Psst...if the complicated BMI calculations leave you a little stumped, just remember this. Ladies, keep your waist circumference below 88 cm, and gentlemen, don't let the beer belly expand beyond 102 cm. 

Eat your way to a healthy heart: The DASH strategy


Diet Check:

Dietary strategies such as the DASH (Dietary Approach to Stop Hypertension), OmniHeart and the Mediterranean Diets have shown beneficial results. Based on an abundance of fruits and vegetables, low-fat dairy, reduced saturated fats and higher monounsaturated fat intake, they’re a good way to achieve lowered-blood-pressure-effects.

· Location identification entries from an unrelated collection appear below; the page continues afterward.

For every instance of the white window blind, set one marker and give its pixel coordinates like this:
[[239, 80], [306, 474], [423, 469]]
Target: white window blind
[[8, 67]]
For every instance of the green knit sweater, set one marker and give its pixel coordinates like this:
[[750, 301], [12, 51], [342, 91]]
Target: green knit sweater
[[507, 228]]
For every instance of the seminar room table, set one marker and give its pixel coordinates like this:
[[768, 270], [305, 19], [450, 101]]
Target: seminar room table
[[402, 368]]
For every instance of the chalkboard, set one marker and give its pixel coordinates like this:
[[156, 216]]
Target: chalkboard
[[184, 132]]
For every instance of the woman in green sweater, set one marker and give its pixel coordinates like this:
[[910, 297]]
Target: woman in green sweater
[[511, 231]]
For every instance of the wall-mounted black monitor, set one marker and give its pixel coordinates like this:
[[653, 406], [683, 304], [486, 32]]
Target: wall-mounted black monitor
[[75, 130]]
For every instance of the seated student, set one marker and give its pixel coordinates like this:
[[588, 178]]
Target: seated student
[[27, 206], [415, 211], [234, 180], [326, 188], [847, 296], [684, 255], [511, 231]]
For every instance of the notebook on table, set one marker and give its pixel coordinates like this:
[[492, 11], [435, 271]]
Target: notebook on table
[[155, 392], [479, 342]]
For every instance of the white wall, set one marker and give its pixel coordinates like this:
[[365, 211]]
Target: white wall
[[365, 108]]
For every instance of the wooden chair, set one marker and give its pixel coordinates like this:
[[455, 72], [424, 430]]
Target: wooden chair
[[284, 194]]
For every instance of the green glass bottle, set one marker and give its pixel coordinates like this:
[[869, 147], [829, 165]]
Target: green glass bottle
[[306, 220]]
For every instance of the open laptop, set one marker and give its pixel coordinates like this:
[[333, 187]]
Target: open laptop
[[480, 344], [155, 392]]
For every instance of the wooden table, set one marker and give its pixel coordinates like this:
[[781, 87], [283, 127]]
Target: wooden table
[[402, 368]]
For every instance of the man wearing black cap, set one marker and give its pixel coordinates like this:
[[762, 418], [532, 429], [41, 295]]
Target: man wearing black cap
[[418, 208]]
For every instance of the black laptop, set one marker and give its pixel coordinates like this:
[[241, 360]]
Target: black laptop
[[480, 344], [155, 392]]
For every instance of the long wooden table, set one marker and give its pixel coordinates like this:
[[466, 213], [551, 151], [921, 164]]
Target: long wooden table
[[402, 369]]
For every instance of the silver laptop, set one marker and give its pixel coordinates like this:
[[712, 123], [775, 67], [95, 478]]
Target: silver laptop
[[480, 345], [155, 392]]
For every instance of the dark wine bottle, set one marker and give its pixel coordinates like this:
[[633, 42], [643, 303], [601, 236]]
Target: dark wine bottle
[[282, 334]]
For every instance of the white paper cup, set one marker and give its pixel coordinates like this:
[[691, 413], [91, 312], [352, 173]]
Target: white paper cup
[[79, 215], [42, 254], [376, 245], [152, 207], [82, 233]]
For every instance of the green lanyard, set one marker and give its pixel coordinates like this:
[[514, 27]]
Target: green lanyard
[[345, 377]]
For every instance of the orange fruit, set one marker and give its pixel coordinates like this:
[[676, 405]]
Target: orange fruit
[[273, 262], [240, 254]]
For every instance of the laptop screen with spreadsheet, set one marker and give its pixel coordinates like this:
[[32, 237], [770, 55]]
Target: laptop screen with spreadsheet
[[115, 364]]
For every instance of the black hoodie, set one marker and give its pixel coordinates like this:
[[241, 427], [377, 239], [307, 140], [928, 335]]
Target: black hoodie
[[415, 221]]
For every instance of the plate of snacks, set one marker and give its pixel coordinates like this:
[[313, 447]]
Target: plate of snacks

     A balanced diet with sufficient intake of plant proteins, fibre and micronutrients have been linked to lower blood pressure levels. If you’re thinking you’ll pop supplements to do the job, hang on. This effect has not been observed with supplements. In the Indian context, this translates to a diet that emphasizes fruits, vegetables, low-fat dairy products, whole grains and proteins predominantly from plant sources such as dals, legumes, and nuts, and low in saturated fats (such as ghee) and dietary cholesterol. This suggests minimal intake of red and cured meats. This is the essence of DASH, OmniHeart and Mediterranean Diets.


Watch the salt:

The biggest contributor of sodium in our diets is salt. Reducing the salt intake involves reducing the salt added while cooking and doing away with:

o   The salt shaker from the table

o   Pickles, papads, packaged chutneys, sauces, ketchup and salted nuts

o   Salted snacks, bread and baked foods

o   Cured meats.  

Make reading labels of processed foods a habit, this will help you identify foods with high sources of sodium from sneaking into your diet.  The goal is less than a teaspoon of salt in your daily diet!


Get more potassium:

Increasing potassium intake has shown blood-pressure-lowering effects.  All fruits, particularly bananas and oranges as also coconut water are high in potassium.  High potassium diets are of course indicated for people with normal kidney function. Nature also favours this ratio as foods high in potassium are naturally low in sodium.


What else can you do?


No Patiala pegs:

Alcohol usage is associated with higher than normal blood pressure levels. Most studies have found that two drinks among men, and one for women, could be safe intake. However, these observations are influenced by factors such presence or predisposition to diabetes, Asian or Caucasian race, etc. Check with your medical practitioner your ‘safe’ or ‘tolerable’ intake level.


Get a life!

We’ve been told umpteen times that stress is bad for us, but what does cutting stress mean? What you need is to give your mind and body a space to unwind, relax. Cultivate a passion, or a physical activity, go on holidays and spend time with family—things that gladden the heart are good for you.


Keep Moving:

For non-hypertensives, moderate intensity dynamic exercise (such as walking, cycling, jogging or swimming) for 30-60 minutes, 4 to7 days a week are recommended. Higher intensities of exercise are not effective.

So, what’s the verdict?

Dietary and lifestyle tweaks can go a long way in preventing hypertension. Adopt a healthy dietary pattern, restrict alcohol, stay active. Start NOW!